By Walter Mupangwa and Christian Thierfelder/CIMMYT
The quiet Khokwe village in the Chanje Central Block in Chipata district, Zambia, was buzzing with activity on 2 April when six traditional chiefs visited the Sustainable Intensification of Maize-Legume Systems for the Eastern Province of Zambia-Africa Rising (SIMLEZA-Africa Rising) project.
Traditional leaders in African societies hold deep-rooted power in the communities, make important decisions on land use and distribution and guide villagers in times of change and uncertainty. Smallholder farmers in the Eastern Province face high labor costs and low labor availability and are confronted with the negative effects of climate variability, which require climate-resilient, low-cost alternatives to improve farm productivity. Conservation agriculture (CA)- based management practices, combined with drought-tolerant maize varieties, as suggested by SIMLEZA-Africa Rising, can reduce production costs and improve resource-use efficiency, productivity and profitability. Farmers from communities surrounding Khokwe warmly welcomed the six chiefs drawn from Chewa- and Tumbuka-speaking tribes of eastern Zambia.
Nyao traditional dancers known as “Gule Wankulu” and Ngoni dancers also joined the farmers in welcoming and entertaining the chiefs, who were accompanied by two representatives from the Ministry of Chiefs Affairs, village headmen, councilors and officers from the District Agricultural Coordinator’s Office (DACO). They were invited by the SIMLEZA-Africa Rising project team with representatives from CIMMYT, community agricultural committees, the International Institute of Tropical Agriculture (IITA), the Ministry of Agriculture and Livestock (MAL), the National Agricultural Information Service (NAIS), Total LandCare (TLC) and the Zambia Agricultural Research Institute (ZARI).
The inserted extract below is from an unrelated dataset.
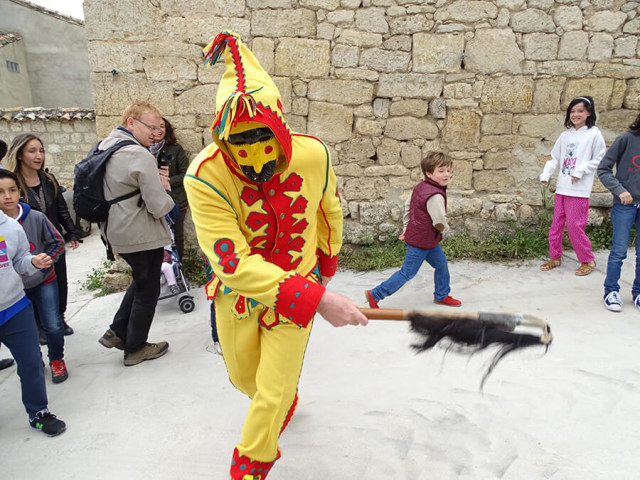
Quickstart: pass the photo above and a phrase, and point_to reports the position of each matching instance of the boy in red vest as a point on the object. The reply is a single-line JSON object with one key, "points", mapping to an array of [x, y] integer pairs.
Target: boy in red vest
{"points": [[425, 221]]}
SIMLEZA-Africa Rising is funded by USAID-Feed the Future. The chiefs visited trial sites in Khokwe, including a maize regional on-farm trial.
Farmers are directly involved in selecting the best maize varieties from the 20 that are being tested, which was emphasized in explaining participatory varietal selection. Most crops appeared stressed by drought, as the area had not received any rain for one month. ‘’These varieties are really drought-tolerant,’’ remarked Chief Magodi as participants left the maize regional on-farm trial to visit a maize mother-baby trial, where 12 drought-tolerant maize varieties are being tested. At the CA trial, the chiefs studied maize crops planted under zero tillage in rotation or intercropped with cowpeas.
The chiefs observed that maize in the ridge and furrow system was severely moisture-stressed while maize on the CA plots was still green and growing well. ‘’I never knew that there are such activities happening in our district,’’ exclaimed Chief Misholo from the Chiparamba block in Chipata district, adding that the visit was an “eye-opener” for him.
CIMMYT’s Walter Mupangwa highlighted environmentally-friendly products used on CA fields and the procedures farmers should follow when using herbicides. for weed control. Next to the CA field, new animal traction seeding equipment was showcased, including the animal traction direct seeder, Magoye ripper tines and a hand-held no-till planter. An agro-dealer from ATS Agro-Chemicals, part of the SIMLEZA-Africa Rising innovation network, displayed the herbicides and pesticides available for smallholder farmers in the region. Farmers were keen on interacting with the traditional leaders on farming-related issues. Main discussion points included the need to improve market links and information flow for soybean and maize crops.
Chief Mban’gombe encouraged farmers to diversify the crops they grow in the face of low prices for maize. The chiefs strongly advocated for SIMLEZA-Africa Rising to set up trials in their areas to help disseminate technology to more farming households within their jurisdiction. The chiefs’ visit is a major breakthrough for the SIMLEZA-Africa Rising project. The support of traditional leaders is a main driver of change toward more sustainable intensification.